It was a beautiful Saturday. On a whim, Lori Young and Rick Boyd trailered their horses, Sugar and Spice, from their home in Ponca City to Lake Carl Blackwell for an overnight campout where they would ride the many trails available to the public.
As they set out for a short evening ride, they noticed that something was wrong with Sugar, a 3-year old filly. They returned to camp where Sugar began collapsing to the ground. Lori and Rick immediately made the decision to load the horses and head to OSU. On the way, Lori telephoned the after hours emergency number and gave notice that they would be arriving in 10 minutes with a horse they believed was in grave danger of immediate loss of life. Upon arrival, the veterinarians and students of the OSU Center for Veterinary Health Sciences' Large Animal Hospital were waiting for Sugar and prepared for immediate medical treatment.
“I had treated Mariah, another horse owned by Lori and Rick, for colic twice before,” reports Dr. Dustin Devine, Equine Surgeon and Emergency Clinician at the Center’s Veterinary Medical Teaching Hospital. “However, her situation was treated with medical therapy alone.”
“Upon our arrival, Dr. Ryan Royse, came running to our rescue,” recalls Lori. “I thought Sugar was going to die. While Sugar was in the examination room, collapsing, we looked up and saw Dr. Devine standing there with his usual quiet, calming, but serious demeanor, and as he examined Sugar, we knew then that she had her best chance possible to survive.”
Drs. Royse, Equine Medicine Intern, and Devine quickly assessed the situation and determined that Sugar was suffering from a condition requiring an abdominal exploratory surgery.
“We prepped her for surgery and in approximately one hour, we had opened Sugar, untwisted her colon and put it back where it belonged,” explains Dr. Royse. “Colic is a pretty common problem for horses. Colic is a generic term that means a horse is having abdominal pain. Their large colon is very massive and it has the potential to get twisted, which requires surgery to treat the problem.”
Also assisting with Sugar’s recovery were Dr. Todd Holbrook, Assistant Professor, Equine Internal Medicine, and 4th year veterinary students Amy Royse and Jered Harlan.

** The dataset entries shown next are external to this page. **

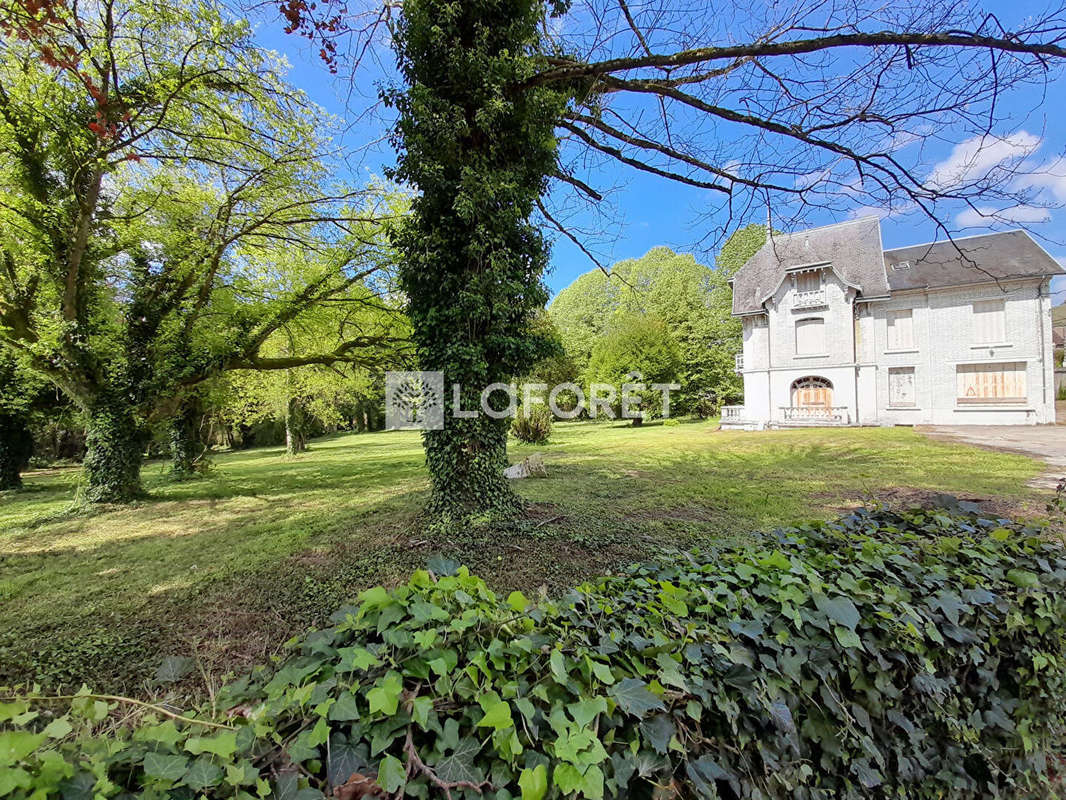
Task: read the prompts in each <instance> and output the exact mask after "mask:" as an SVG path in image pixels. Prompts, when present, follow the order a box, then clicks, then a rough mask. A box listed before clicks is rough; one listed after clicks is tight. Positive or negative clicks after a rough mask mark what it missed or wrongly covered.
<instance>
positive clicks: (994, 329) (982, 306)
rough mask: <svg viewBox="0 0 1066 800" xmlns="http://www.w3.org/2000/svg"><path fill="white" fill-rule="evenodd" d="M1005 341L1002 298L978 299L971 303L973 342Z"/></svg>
mask: <svg viewBox="0 0 1066 800" xmlns="http://www.w3.org/2000/svg"><path fill="white" fill-rule="evenodd" d="M1004 341H1006V310H1005V304H1004V302H1003V301H1002V300H979V301H978V302H976V303H974V304H973V343H975V345H999V343H1002V342H1004Z"/></svg>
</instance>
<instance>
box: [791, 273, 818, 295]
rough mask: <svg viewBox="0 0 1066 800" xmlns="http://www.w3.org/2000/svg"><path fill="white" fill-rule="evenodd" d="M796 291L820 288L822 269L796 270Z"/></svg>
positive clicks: (816, 289) (795, 274) (812, 289)
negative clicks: (800, 270) (815, 269)
mask: <svg viewBox="0 0 1066 800" xmlns="http://www.w3.org/2000/svg"><path fill="white" fill-rule="evenodd" d="M794 277H795V282H796V291H818V290H819V289H821V288H822V271H821V270H811V271H810V272H797V273H796V274H795V275H794Z"/></svg>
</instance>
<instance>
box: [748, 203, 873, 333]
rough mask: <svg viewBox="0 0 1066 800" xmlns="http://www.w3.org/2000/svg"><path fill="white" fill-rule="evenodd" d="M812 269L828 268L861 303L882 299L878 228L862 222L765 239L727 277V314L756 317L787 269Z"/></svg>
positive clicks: (780, 279)
mask: <svg viewBox="0 0 1066 800" xmlns="http://www.w3.org/2000/svg"><path fill="white" fill-rule="evenodd" d="M815 263H829V265H831V266H833V269H834V271H836V273H837V274H838V275H839V276H840V278H841V279H842V281H844V282H845V283H847V284H851V285H852V286H854V287H856V288H857V289H858V291H859V293H860V294H861V295H862V297H865V298H868V299H869V298H883V297H887V295H888V292H889V288H888V279H887V276H886V274H885V260H884V258H883V255H882V245H881V223H879V221H878V220H877V218H876V217H867V218H863V219H861V220H854V221H852V222H841V223H838V224H836V225H826V226H825V227H821V228H811V229H809V230H801V231H798V233H795V234H778V235H776V236H773V237H771V238H769V239H768V240H766V243H765V244H763V245H762V247H760V249H759V252H758V253H756V254H755V255H754V256H752V258H750V259H749V260H748V261H747V263H745V265H744V266H743V267H742V268H741V269H740V270H739V271H738V272H737V274H736V275H734V276H733V314H753V313H756V311H761V310H762V303H763V302H764V301H765V300H766V299H768V298H769V297H770V295H771V294H773V292H774V291H775V290H776V289H777V287H778V286H780V283H781V281H782V279H784V278H785V274H786V272H787V271H788V270H789V269H790V268H793V267H804V266H807V265H815Z"/></svg>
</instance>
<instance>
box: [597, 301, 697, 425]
mask: <svg viewBox="0 0 1066 800" xmlns="http://www.w3.org/2000/svg"><path fill="white" fill-rule="evenodd" d="M682 364H683V361H682V355H681V349H680V347H678V343H677V339H676V338H675V337H674V334H673V332H672V331H671V325H669V324H668V323H667V322H666V321H665V320H663V319H661V318H659V317H655V316H650V315H646V314H634V313H629V314H623V315H619V316H617V317H616V318H615V319H614V320H613V322H612V324H611V327H610V330H609V331H608V332H607V335H604V336H603V337H601V338H600V339H599V340H598V341H597V342H596V345H595V346H594V347H593V352H592V356H591V357H589V359H588V366H587V367H586V368H585V381H586V383H587V384H588V385H589V386H588V390H587V391H586V393H585V394H586V397H588V398H589V402H592V400H591V397H592V395H591V391H592V386H591V384H593V383H605V384H610V385H612V386H615V387H617V388H618V394H617V395H616V398H615V402H614V411H615V413H616V414H618V413H624V412H625V410H624V409H623V407H621V391H623V387H624V385H625V384H634V385H636V384H644V388H643V389H639V390H634V391H632V393H630V394H631V395H632V397H634V398H636V399H639V400H640V410H641V413H640V415H639V416H635V417H633V425H634V426H640V425H641V423H642V422H643V421H644V419H647V418H650V417H653V416H656V415H657V414H658V413H659V411H660V407H661V403H662V399H663V395H662V393H661V391H660V390H659V389H653V388H651V384H672V383H677V382H678V380H679V377H680V374H681V371H682Z"/></svg>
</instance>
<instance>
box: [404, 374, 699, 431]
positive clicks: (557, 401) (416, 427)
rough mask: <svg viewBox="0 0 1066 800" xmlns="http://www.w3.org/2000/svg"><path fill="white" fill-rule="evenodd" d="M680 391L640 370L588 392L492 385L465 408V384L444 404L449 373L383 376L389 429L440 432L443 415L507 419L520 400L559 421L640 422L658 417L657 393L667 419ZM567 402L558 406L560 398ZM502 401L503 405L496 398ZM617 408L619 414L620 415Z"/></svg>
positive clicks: (508, 384) (618, 412)
mask: <svg viewBox="0 0 1066 800" xmlns="http://www.w3.org/2000/svg"><path fill="white" fill-rule="evenodd" d="M680 388H681V385H680V384H677V383H652V384H647V383H644V382H643V380H642V375H641V373H640V372H630V373H629V374H628V375H626V380H625V382H624V383H621V384H620V385H616V384H612V383H593V384H589V385H588V393H587V395H586V394H585V390H584V389H583V388H582V387H581V386H579V385H578V384H576V383H570V382H565V383H558V384H555V385H553V386H549V385H548V384H546V383H526V384H521V385H520V386H519V385H516V384H513V383H490V384H488V385H487V386H485V387H484V388H482V390H481V402H480V403H479V404H478V406H475V407H467V409H464V407H463V397H464V391H463V386H462V384H458V383H453V384H452V385H451V403H446V396H445V373H443V372H439V371H433V370H422V371H408V372H399V371H389V372H386V373H385V427H386V428H387V429H388V430H398V431H403V430H408V431H409V430H417V431H439V430H442V429H443V427H445V414H446V413H448V414H450V415H451V416H452V417H453V418H455V419H473V418H475V417H478V416H480V415H482V414H484V415H485V416H487V417H490V418H491V419H507V418H511V417H515V416H517V414H518V401H519V398H521V406H522V407H523V409H526V410H530V409H532V407H533V406H534V405H539V404H544V405H547V406H548V409H549V411H551V413H552V414H553V415H554V416H555V417H556V418H558V419H576V418H578V417H580V416H581V415H582V414H587V415H588V417H589V418H591V419H597V418H599V417H601V416H602V417H607V418H608V419H617V418H619V417H620V418H621V419H636V418H641V417H643V416H645V412H649V411H650V412H651V413H655V410H653V409H651V407H646V406H648V405H649V403H648V402H647V400H648V395H649V394H652V393H659V409H658V416H661V417H663V418H664V419H665V418H668V417H669V393H671V391H677V390H678V389H680ZM561 397H563V398H565V399H566V400H565V402H564V404H563V405H560V398H561ZM501 398H502V399H504V400H505V401H506V404H505V405H503V407H498V405H494V402H492V401H494V400H499V399H501ZM616 409H617V412H616Z"/></svg>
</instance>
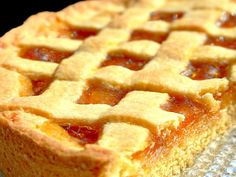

“I have been in many, many human hospitals with my family members’ illnesses, and I have never encountered such wonderful personal care (bedside manners) as I have with this OSU team,” says Lori. “OSU Veterinary Hospital is truly a great asset to our state. They have excellent clinical ability, and their personal service is just wonderful. We will continue to be forever grateful for their awesome expertise and personal care.”
Since Sugar’s dismissal from the hospital, Dr. Royse has continued to call and email Lori and Rick to check on Sugar’s progress. Dr. Royce reports that Sugar is on the road to a full recovery and he is glad he was able to help her and her owners.